Se sentaron bajo unos árboles cuya especie
desconocían, y Banron se sentía muy inquieto, como observado por ojos
siniestros, como si escuchara la respiración de cientos de criaturas en la
sombra. Anbina tampoco estaba muy tranquila, pues no se separaba de él, aunque
Olfárum aparentaba hallarse en una expedición cualquiera.
—Descansad cuando lo deseéis —dijo—. Yo
duermo poco, y tardo en tomar el sueño. Tengo muchas cosas en las que pensar.

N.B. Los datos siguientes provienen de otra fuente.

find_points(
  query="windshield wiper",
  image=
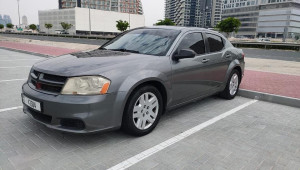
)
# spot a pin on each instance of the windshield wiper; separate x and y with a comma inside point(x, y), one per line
point(102, 48)
point(125, 50)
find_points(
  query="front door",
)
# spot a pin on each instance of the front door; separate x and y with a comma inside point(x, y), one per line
point(189, 78)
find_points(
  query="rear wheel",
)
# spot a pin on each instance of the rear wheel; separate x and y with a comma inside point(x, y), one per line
point(143, 111)
point(232, 85)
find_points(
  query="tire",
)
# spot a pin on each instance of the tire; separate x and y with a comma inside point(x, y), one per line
point(140, 117)
point(232, 86)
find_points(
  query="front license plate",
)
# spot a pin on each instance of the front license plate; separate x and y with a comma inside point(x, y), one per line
point(32, 103)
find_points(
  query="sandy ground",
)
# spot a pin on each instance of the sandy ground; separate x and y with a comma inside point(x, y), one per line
point(81, 47)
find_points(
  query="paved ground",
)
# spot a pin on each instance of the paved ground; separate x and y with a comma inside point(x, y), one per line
point(57, 39)
point(259, 136)
point(39, 49)
point(272, 83)
point(273, 54)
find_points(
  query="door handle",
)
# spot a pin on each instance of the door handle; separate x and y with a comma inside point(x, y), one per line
point(228, 55)
point(205, 60)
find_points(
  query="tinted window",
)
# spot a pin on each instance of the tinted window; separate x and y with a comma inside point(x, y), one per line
point(144, 41)
point(215, 43)
point(193, 41)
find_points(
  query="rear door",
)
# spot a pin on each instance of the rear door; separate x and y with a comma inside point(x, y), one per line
point(218, 60)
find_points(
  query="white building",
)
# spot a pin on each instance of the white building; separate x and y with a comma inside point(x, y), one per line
point(101, 21)
point(24, 21)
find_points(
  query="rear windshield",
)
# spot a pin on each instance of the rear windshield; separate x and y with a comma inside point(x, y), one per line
point(144, 41)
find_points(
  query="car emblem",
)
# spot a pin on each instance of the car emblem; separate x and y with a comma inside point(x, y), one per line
point(38, 84)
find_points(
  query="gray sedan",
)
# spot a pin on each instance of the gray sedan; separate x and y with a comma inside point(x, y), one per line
point(132, 80)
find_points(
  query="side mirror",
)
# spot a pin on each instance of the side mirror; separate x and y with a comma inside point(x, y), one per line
point(184, 53)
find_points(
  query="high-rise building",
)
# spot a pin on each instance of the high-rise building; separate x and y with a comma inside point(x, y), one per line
point(125, 6)
point(265, 18)
point(24, 21)
point(195, 13)
point(5, 19)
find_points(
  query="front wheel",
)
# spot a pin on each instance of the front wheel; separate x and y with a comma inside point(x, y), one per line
point(143, 111)
point(232, 85)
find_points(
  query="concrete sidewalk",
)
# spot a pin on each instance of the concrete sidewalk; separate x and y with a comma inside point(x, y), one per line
point(36, 49)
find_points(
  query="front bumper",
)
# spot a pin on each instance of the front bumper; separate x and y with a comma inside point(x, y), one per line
point(77, 114)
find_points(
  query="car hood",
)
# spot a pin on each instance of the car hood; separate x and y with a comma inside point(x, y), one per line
point(90, 63)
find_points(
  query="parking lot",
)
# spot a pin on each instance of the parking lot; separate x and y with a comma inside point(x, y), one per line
point(209, 134)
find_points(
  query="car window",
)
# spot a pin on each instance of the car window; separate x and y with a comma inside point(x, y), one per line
point(144, 41)
point(193, 41)
point(215, 42)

Pero Anbina y Banron se sentían muy inquietos,
y mantuvieron los ojos abiertos durante mucho tiempo, tanto, que llegaron a
confundir la oscuridad con los instantes en los que cerraban los ojos por un
segundo.
Hasta que, en alguna pesadilla, una luz
azulada comenzó a iluminarlo todo, y presencias inquietantes agitaron el
corazón de Banron. Pero él no se podía mover, ni siquiera para ver si Anbina seguía
cerca, y solo pudo distinguir un cuerpo que se inclinaba sobre él. Pero la
cabeza que lo coronaba era negra, y solo tenía un ojo que parpadeaba con
pesadez; estaba agrietado, y de aquellas heridas caía algún fluido que no se
podía distinguir. Banron no era capaz ni de pensar, mas el frío pavoroso
comenzó a apoderarse de él mientras aquel ser se aproximaba. Era el momento de
despertar… sin embargo, aquello no era una pesadilla, era la realidad.
Un grito sonó a su lado, era Anbina, y había
más criaturas como aquella o más terribles allí, pues pudo atisbar sus formas.
Pero no podía hacer otra cosa, y el terror le apretó la garganta, impidiéndole
chillar, y solo pudo gimotear de espanto mientras aquel ser se le echaba encima.
¿A qué horror había sido arrastrado por aquel viejo llamado Olfárum?